Research Fellows Directory
Dr Sergey Karabasov
Queen Mary, University of London
In the past, most of the jet noise reduction for civil aircraft came from increasing the size of jet engines. This allowed engineers to reduce the jet speed for the same amount of thrust and, since jet noise scales as a high power of the jet exit velocity, this reduces the noise. However, any further decrease is only possible if detailed noise mechanisms are quantified. Meanwhile, noise reduction remains an important and pressing task: by 2020 the total number of flights is expected to double and, accordingly, each individual jet needs to be made at least twice as quiet.
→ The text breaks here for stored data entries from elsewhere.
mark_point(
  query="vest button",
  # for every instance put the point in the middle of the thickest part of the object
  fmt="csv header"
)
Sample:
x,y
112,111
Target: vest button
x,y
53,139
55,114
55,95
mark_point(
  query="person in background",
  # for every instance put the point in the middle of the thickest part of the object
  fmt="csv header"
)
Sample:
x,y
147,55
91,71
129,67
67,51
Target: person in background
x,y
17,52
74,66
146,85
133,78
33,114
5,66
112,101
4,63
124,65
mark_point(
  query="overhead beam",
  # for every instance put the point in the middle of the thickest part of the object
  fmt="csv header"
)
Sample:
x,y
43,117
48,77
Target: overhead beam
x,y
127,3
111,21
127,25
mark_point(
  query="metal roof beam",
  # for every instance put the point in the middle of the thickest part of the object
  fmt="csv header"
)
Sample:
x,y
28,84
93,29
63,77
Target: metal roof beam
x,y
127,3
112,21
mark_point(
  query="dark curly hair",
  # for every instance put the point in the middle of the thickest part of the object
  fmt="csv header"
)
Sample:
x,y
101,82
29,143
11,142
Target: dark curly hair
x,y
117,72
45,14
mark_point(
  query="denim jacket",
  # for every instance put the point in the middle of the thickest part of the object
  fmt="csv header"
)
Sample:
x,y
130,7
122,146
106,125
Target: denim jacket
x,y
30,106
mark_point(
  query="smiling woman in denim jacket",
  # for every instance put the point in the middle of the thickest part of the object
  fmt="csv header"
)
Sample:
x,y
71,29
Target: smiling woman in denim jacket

At Cambridge University we developed a new jet noise model based on flow decomposition into the turbulent noise source and sound propagation through the jet flow. The decomposition of complex flows such as the turbulent jet into the source and propagation parts, referred to as an acoustic analogy, is a difficult task., which may have more than one solution. We choose our model so that we have an exact match between the propagation and the noise sources whose statistical representation can be obtained from a separate calculation. This leads to a new model which is completely free from any empirical input, is able to produce accurate noise predictions and allows one to identify effective sound sources in the jet. These effective sound sources indicate which areas of the jet need to be modified if the noise is to be reduced. The primary tool I am using in my research is computational modelling. Computational modelling in aeroacoustics requires a particular accuracy because of the vast range of length and time scales one has to resolve with a finite computing power. Hence, another part of the project is devoted to continued development and application of efficient computational methods which can be used in jet noise and more general turbulent flow research.